Given the impact of Joe Louis in and out of the ring, it was entirely appropriate that the glove was bronzed. While Louis never was comfortable being used as a role model for the burgeoning civil rights movement of mid-century America, his boxing success made an indelible impression on a society increasingly enamored with sports and its heroes. At a time when Southern blacks weren’t allowed to vote or attend school with whites, the country could not ignore the quiet dignity and extraordinary skills of its world-famous athlete.

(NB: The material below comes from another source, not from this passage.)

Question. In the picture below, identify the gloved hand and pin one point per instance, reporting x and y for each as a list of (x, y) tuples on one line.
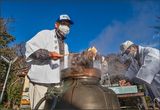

Seated at the dining room table, Guinyard pored over a scrapbook’s yellowed pages. “My mother was a domestic,” he said softly, flipping through the years. “She was not an educated woman, but she was intelligent. I was young and simple and wanted to know why certain things had to be the way they were. She told me to be patient, that things would change. That’s what I preach today to my nieces and nephews.

“Sports did a lot to break the segregation barrier. That’s why Joe was so important. Blacks had to be noticed there before we could have a lot of other things.”

Like any man, Joe Louis had flaws. Freddie Guinyard understood that better than anyone. But those looking to dig up dirt on the champ quickly learned to take their shovels elsewhere.

“No, Joe made it possible for me to make a fairly decently living,” he said. “And I appreciate that.”